Structural and Ferroelectric Transition in Few-Layer HfO2 Films by First Principles Calculations

Abstract

Abstract The discovery of ferroelectricity in HfO2-based materials with high dielectric constant has inspired tremendous research interest for next-generation electronic devices. Importantly, films structure and strain are key factors in exploration of ferroelectricity in fluorite-type oxide HfO2 films. Here we investigate the structures and strain-induced ferroelectric transition in different phases of few-layer HfO2 films (layer number N = 1–5). It is found that HfO2 films for all phases are more stable with increasing films thickness.

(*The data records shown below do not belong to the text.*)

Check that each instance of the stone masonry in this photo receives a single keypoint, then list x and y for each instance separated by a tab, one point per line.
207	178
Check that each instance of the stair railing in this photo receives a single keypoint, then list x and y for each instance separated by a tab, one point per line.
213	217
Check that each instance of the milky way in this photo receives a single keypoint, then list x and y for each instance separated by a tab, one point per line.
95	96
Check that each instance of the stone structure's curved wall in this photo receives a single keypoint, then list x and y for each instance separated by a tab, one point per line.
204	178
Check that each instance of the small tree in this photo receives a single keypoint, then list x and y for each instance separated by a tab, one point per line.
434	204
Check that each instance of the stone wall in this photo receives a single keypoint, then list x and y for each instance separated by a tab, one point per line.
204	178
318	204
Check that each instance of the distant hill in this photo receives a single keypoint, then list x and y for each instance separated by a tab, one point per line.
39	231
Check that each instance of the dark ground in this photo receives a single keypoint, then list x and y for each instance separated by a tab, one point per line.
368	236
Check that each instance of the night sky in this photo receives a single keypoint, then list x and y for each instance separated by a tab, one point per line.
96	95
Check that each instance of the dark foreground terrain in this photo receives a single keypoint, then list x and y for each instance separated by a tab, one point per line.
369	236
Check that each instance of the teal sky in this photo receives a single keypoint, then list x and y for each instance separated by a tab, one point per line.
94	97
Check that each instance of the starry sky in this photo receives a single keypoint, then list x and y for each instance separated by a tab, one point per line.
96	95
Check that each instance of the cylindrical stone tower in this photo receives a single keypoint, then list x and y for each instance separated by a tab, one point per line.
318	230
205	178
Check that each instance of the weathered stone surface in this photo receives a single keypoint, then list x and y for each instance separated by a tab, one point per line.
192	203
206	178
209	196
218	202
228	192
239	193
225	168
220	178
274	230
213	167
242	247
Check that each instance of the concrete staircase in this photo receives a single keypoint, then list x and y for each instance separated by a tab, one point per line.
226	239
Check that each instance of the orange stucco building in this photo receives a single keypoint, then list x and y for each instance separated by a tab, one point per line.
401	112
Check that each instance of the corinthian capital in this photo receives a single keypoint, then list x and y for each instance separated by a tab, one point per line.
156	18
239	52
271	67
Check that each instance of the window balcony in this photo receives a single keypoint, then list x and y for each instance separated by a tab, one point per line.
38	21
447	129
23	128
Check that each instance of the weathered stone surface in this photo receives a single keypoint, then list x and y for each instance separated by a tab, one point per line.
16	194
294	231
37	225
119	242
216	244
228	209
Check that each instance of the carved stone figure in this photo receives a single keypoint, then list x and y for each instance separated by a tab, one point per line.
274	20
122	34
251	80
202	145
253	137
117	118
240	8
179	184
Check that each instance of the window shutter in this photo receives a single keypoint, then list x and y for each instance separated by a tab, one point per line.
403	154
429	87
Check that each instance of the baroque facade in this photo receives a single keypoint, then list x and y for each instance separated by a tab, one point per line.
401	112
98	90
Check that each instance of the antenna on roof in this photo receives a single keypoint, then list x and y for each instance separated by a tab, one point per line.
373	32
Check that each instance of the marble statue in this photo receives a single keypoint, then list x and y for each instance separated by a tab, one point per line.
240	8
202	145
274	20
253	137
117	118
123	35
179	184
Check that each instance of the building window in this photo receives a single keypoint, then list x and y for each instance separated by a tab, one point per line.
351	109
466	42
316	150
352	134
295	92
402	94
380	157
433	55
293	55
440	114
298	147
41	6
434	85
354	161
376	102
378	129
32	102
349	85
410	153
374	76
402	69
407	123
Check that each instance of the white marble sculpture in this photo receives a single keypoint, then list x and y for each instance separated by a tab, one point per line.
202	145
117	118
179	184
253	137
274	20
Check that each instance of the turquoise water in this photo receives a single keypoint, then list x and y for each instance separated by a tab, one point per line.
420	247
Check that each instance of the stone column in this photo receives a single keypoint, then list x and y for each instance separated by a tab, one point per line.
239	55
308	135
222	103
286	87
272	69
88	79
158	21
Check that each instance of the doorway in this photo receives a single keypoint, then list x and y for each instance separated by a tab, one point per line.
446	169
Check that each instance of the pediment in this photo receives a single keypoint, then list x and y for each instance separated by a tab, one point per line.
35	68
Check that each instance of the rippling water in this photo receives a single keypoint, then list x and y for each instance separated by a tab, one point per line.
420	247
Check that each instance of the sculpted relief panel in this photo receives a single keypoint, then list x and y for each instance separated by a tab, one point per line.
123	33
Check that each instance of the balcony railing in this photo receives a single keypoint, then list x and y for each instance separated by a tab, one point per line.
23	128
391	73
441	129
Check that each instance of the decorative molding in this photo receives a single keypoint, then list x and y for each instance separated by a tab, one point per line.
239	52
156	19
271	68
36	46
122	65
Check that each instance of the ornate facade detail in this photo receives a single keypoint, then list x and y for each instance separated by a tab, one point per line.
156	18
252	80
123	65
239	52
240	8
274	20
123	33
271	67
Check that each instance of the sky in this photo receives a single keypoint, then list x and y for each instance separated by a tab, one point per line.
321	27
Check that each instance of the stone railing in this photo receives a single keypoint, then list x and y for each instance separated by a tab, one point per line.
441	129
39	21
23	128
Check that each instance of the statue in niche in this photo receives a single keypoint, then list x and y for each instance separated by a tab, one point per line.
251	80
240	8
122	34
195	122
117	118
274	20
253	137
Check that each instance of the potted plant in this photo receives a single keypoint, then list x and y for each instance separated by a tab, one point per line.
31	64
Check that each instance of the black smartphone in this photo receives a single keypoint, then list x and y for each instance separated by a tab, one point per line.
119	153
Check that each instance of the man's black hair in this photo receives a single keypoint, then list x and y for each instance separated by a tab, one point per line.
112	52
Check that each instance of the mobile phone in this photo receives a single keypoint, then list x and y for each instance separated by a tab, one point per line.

Among them, the Pmn21 (110)-oriented film is most stable, and the films of N = 4, 5 occur with a P21 ferroelectric transition under tensile strain, resulting in polarization about 11.8 μC/cm2 along in-plane a-axis. The ferroelectric transition is caused by the strain, which induces the displacement of Hf and O atoms on the surface to non-centrosymmetric positions away from the original paraelectric positions, accompanied by the change of surface Hf–O bond lengths. More importantly, three new stable HfO2 2D structures are discovered, together with analyses of computed electronic structures, mechanical, and dielectric properties. This work provides guidance for theoretical and experimental study of the new structures and strain-tuned ferroelectricity in freestanding HfO2 films.